Keywords

1 Introduction

Handwritten text recognition has a prominent role, among others, in business, healthcare, or cultural heritage preservation. Observe that, while computer systems slowly replace handwritten documents in day to day practices of today, there exists a very large body of documents that have been handwritten and should be digitized. This has to be done, among others, to assure preservation of content as pen-and-paper documents that have limited lifespan (due to normal aging and degradation). Here, digitization has to involve not only creation of images (which is required primarily for historical manuscripts, which are work of art in their own right, and preserving them as images are required), but also extraction of their actual content/text (needed for further processing/searching/storage). For the latter, text images are usually converted into a machine-encoded form, using Optical Character Recognition (OCR). Recently, a lot of works have been devoted to recognition of printed, as well as handwritten, characters. Obviously, characters handwritten by different persons differ in both size and shape; since every individual has different handwriting, and thus different form of writing of individual characters. This, in turn, is the main source of difficulty for application of computers to handwritten character recognition [1, 2]. To address this problem, recently, it was proposed to use deep learning and convolution neural networks, which tend to be substantially more accurate than the approaches used in the past.

Abundant literature exists, concerning handwriting character recognition for non-Indian languages and scripts that represent them.
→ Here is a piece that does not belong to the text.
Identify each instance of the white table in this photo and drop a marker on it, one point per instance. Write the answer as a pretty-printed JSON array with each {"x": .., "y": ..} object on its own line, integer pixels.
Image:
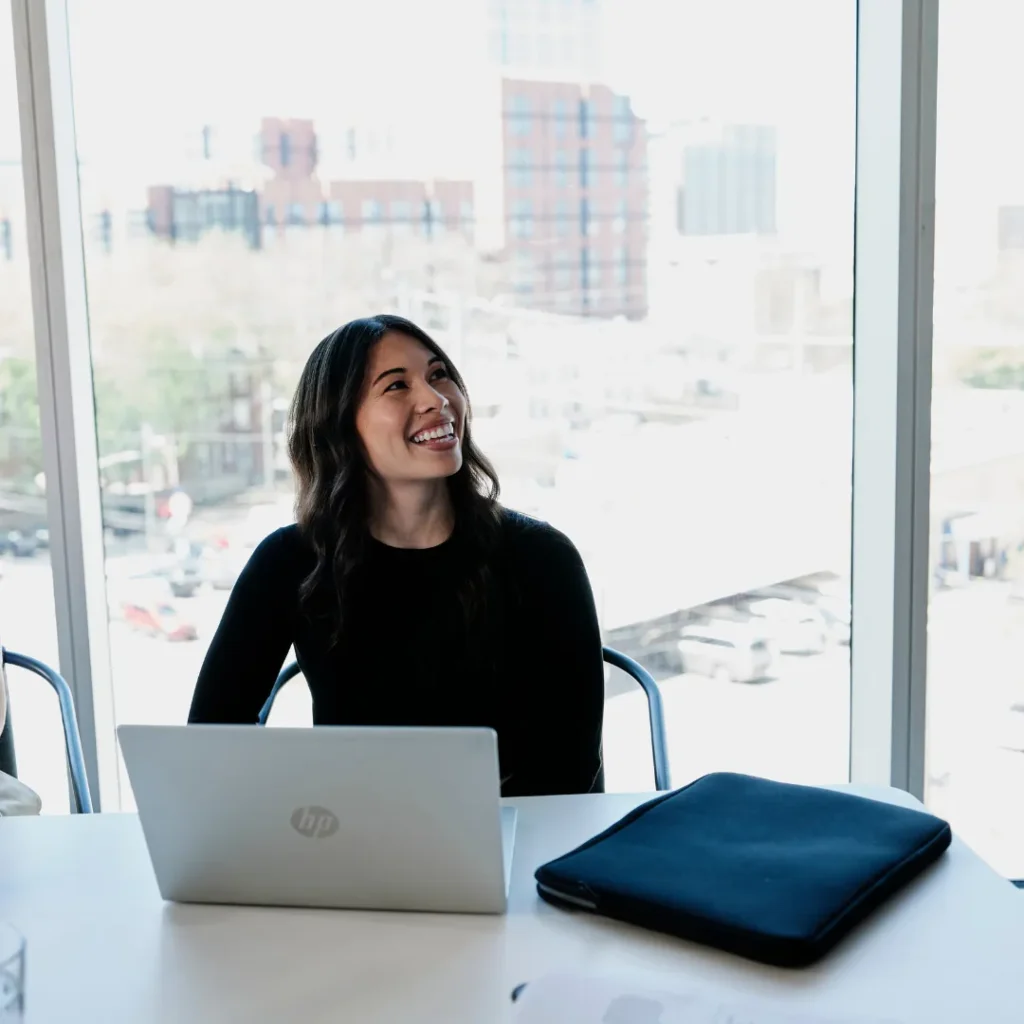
[{"x": 103, "y": 947}]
However, only very few articles are available related to recognition of Indian scripts, such as the Gurumukhi. The Gurumukhi is utilized primarily within the Punjabi dialect. It has been established to be the world’s 14th spoken language (as far as number of people who use it is concerned). It is also the 18th most popular writing script language of the world [3]. Note that speakers communicating in the Punjabi language (Gurumukhi), are not limited only to the states of Northern India, like Haryana and Punjab, and to the Delhi area. This language has also spread around the world. Because of its popularity, there exist also a very large number of written texts in this language (content of which is represented using the Gurumukhi script). Here, the body of written language includes, among others, sacred texts, books, verses, etc. Therefore, it is important to create an OCR system for such a rich, and generally utilized, dialect, which may become useful in different regions [4]. Moreover, note that there is still large number of persons who prefer to take records manually (in a written form). Here, note, obviously a lot of drawbacks exist in traditional approaches to handwritten documents management. These are, among others, storage space, preservation against decay, impossibility of making backups, etc. Moreover, the searching operation is extremely difficult (and very time-consuming) in the case of handwritten documents, existing on paper. Therefore, to eliminate these issues, recognition of handwritten characters is clearly needed for the Gurumukhi script.

Our goal is to propose an approach to recognize Gurumukhi handwritten text. Based on analysis of available state of the art approaches, we have decided to apply Convolution Neural Networks (CNN), which seem to hold the highest promise (at the time of writing this contribution). Here, let us note that the earlier work, reported in [3,4,5,6,7,8], has already used machine learning-based approaches. However, in this work, feature extraction has been done manually and explicitly. Hence, the accuracy of the proposed models depended on the type of features extracted (and on the quality of feature extraction itself). To avoid such issues, we have decided to apply a “global approach”, where no feature extraction is applied at all, to see what level of accuracy can be achieved. Obviously, if successful, the proposed approach can be combined with feature extraction to further improve quality of results.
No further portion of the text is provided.